On Friday, 23 November 2012 at 11:43:21 UTC, Gor Gyolchanyan
wrote:
1. It has some pragma(lib, ...) declarations which aren't being
met and
which assume some things, that aren't true.
The libraries are here:
http://dsource.org/projects/bindings/browser/trunk/lib
And the definition files for these libraries are here:
http://dsource.org/projects/bindings/browser/trunk/def
2. It uses version identifiers to determine the, you guessed
it, version of
Windows in question. This is very bad, since it won't compile
without at
least some version identifiers
This is how the C headers work. The targeted Windows version is a
preprocessor define.
It compiles just fine without any version identifiers, but it
will target an old Windows version (95 or 98).

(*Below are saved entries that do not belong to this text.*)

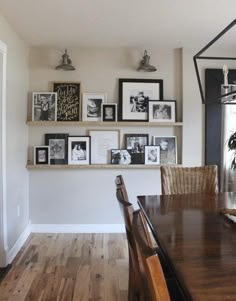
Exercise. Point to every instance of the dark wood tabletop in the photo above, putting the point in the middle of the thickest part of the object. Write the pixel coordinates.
(198, 242)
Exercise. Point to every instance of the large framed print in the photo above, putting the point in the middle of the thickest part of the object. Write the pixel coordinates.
(102, 142)
(79, 150)
(58, 147)
(44, 106)
(134, 95)
(135, 144)
(68, 100)
(168, 148)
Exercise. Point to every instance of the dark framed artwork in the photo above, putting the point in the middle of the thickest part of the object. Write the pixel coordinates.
(44, 106)
(68, 100)
(109, 112)
(135, 145)
(58, 147)
(134, 95)
(162, 111)
(41, 155)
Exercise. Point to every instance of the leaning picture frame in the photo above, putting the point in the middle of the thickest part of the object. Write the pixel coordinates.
(92, 106)
(134, 95)
(44, 106)
(162, 111)
(79, 150)
(58, 148)
(68, 100)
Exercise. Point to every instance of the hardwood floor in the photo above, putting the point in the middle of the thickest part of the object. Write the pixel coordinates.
(69, 267)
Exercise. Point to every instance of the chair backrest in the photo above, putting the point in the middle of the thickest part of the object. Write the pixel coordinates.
(152, 267)
(182, 180)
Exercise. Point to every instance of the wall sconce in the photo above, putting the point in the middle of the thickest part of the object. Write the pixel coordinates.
(66, 63)
(228, 91)
(144, 64)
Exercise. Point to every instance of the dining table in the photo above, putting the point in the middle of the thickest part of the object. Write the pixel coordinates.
(197, 240)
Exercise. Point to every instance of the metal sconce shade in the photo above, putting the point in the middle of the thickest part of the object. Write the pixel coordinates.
(144, 64)
(66, 63)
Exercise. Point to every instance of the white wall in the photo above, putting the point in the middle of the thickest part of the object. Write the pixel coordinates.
(88, 196)
(16, 132)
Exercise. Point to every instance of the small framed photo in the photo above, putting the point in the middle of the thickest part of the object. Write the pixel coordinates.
(79, 148)
(134, 95)
(92, 106)
(168, 149)
(41, 155)
(58, 147)
(120, 156)
(68, 100)
(109, 112)
(135, 144)
(44, 106)
(162, 111)
(152, 154)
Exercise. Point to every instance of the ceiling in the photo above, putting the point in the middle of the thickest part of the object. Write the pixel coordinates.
(120, 23)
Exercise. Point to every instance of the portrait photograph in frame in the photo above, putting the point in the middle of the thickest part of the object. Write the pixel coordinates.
(134, 95)
(68, 100)
(92, 106)
(152, 154)
(79, 150)
(109, 112)
(135, 144)
(44, 106)
(58, 148)
(41, 155)
(102, 142)
(168, 148)
(162, 111)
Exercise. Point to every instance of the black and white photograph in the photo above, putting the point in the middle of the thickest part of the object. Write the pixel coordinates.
(58, 147)
(92, 106)
(44, 106)
(120, 156)
(152, 154)
(134, 96)
(79, 150)
(162, 111)
(41, 155)
(168, 149)
(109, 112)
(135, 144)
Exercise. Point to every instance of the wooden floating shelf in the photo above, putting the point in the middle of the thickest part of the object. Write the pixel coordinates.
(89, 123)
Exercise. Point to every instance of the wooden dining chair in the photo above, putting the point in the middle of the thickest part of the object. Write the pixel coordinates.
(183, 180)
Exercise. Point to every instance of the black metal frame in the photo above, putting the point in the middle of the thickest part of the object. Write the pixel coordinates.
(199, 56)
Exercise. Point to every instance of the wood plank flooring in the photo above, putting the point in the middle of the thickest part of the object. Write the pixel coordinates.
(69, 267)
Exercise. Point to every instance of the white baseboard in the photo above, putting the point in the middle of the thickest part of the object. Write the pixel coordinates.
(77, 228)
(19, 243)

and I'm sure we can make the OS version
available at compile-time to obviate the need for those version
identifiers.
This is a horrible idea. YOU ARE NOT TARGETING THE ENVIRONMENT
YOU ARE BUILDING FROM!
3. It includes tons of obsolete stuff, that cannot and will not
be used
ever, which are hard to track down and extract.
These headers have a long development history and are generally
rather polished. You are suggesting to throw away all that and
replacing them with something of your own?